As combofix suggested, we need a rootkit check or 2 here.

Download Rootkit Revealer here (bottom of page):

http://www.microsoft.com/technet/sysinternals/utilities/RootkitRevealer.mspx

Unzip the files and run RootkitRevealer.exe.

Press the scan button. Try to leave the system idle while running.

When done select File-->Save...and post the contents of the log.
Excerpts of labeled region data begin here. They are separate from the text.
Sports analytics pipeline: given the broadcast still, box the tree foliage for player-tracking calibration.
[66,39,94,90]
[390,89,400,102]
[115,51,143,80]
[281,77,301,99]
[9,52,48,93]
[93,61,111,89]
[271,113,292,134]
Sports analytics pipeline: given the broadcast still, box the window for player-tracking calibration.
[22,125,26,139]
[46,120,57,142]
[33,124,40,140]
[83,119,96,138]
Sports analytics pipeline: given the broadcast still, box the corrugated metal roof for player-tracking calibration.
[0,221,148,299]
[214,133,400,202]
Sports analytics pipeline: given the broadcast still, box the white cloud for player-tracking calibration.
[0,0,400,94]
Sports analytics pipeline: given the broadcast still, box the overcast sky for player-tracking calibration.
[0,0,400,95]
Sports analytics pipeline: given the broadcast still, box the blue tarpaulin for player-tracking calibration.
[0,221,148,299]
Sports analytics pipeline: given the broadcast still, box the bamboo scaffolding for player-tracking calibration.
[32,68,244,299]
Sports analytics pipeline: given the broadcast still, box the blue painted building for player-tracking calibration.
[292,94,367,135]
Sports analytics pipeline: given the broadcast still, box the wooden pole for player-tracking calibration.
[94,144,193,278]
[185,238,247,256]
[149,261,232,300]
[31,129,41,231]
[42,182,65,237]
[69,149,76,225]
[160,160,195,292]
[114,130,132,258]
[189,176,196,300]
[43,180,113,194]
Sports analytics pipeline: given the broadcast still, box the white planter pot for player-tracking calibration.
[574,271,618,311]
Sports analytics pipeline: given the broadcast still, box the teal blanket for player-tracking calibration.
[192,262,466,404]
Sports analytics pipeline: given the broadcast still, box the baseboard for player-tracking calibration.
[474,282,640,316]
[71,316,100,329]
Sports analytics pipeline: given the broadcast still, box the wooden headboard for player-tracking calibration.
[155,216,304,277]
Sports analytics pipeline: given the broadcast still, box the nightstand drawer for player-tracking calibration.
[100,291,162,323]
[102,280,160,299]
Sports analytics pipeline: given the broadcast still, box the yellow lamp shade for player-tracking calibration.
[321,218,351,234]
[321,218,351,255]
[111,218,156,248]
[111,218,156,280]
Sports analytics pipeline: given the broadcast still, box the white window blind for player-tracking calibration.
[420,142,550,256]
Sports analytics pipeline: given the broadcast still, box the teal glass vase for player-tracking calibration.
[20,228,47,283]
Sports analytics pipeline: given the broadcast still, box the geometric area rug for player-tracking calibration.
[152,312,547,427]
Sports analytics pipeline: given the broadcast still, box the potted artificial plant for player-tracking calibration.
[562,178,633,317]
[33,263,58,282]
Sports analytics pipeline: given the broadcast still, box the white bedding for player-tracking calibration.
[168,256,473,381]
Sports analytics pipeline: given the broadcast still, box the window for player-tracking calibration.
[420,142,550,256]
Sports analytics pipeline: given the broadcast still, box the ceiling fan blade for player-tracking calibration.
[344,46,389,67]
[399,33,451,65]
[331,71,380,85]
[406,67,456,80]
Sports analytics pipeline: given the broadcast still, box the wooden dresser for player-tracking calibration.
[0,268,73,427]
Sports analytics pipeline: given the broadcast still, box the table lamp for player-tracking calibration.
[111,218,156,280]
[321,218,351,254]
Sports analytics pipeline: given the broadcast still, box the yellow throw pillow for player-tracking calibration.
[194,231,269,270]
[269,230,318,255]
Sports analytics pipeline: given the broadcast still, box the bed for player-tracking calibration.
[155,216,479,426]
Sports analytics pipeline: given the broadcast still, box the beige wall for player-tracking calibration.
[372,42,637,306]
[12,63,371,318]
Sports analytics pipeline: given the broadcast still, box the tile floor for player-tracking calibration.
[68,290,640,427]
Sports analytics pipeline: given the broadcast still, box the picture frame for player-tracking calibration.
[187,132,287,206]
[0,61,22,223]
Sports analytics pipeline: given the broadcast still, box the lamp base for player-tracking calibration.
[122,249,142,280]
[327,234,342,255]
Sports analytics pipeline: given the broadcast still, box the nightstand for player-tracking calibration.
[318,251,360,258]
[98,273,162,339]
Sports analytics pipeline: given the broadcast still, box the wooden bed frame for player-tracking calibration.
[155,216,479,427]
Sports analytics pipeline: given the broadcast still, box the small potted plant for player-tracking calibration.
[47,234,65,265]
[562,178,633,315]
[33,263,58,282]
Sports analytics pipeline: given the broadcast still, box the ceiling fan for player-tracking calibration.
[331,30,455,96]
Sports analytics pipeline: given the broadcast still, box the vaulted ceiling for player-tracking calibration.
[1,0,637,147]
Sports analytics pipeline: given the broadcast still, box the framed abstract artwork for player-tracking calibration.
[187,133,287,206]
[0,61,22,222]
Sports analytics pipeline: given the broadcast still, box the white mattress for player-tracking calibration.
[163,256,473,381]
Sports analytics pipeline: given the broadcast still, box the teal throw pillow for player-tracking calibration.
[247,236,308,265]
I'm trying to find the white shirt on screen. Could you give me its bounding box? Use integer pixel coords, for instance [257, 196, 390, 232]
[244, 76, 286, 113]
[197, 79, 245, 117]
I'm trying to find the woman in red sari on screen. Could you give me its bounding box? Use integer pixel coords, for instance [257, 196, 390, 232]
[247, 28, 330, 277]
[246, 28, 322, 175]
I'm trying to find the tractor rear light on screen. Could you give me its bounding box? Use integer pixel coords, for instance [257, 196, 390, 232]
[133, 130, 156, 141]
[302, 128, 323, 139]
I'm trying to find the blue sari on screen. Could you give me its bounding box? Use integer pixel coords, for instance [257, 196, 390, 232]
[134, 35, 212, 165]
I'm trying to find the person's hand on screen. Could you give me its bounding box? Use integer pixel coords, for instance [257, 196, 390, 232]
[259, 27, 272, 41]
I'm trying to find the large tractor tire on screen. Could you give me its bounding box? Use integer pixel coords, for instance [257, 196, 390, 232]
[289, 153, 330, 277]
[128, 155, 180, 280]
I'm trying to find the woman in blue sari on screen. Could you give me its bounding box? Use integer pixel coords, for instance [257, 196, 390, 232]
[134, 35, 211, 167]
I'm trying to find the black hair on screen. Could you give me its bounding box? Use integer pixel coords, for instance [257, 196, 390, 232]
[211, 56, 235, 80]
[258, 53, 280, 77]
https://filedb.experts-exchange.com/incoming/ee-stuff/5939-SDFix-report.txt

https://filedb.experts-exchange.com/incoming/ee-stuff/5940-ComboFix2log.txt

https://filedb.experts-exchange.com/incoming/ee-stuff/5941-hijackthis.txt

The first is the second run of SDFix...#2= ComboFix after dropping list of files...#3=HiJackThis after all.
Getting ready to run root kit revealer.
Internet Explorer now works but I can't upload the files on ee-stuff on that computer; I had to copy and send on another.
atf3doc

https://filedb.experts-exchange.com/incoming/ee-stuff/5942-RootkitReveal.txt

Rookit Revealer report
atf3doc

I totally agree that a format and reinstall is in order. I am preparing for that now. I am going to zero fill the hard drive, maybe a couple of times before reinstalling windows. One thing that still bothers me is the fact that I can read cd's from windows (and install programs) but I can't boot to either cd or dvd rom drive. I have hooked another drive up and can boot to that. It seems strange that I would loose bootability to both the original drives.
I have started on the second machine...I ran housecalls to see what that came up with...vundo, virtumondo, and a host of others.
Thanks for hanging in there with me. I appreciate all the support!! I wish I couls give more points than available.
atf3doc

I hope this was a fair division of the points. Again I wish I could give both of you more points.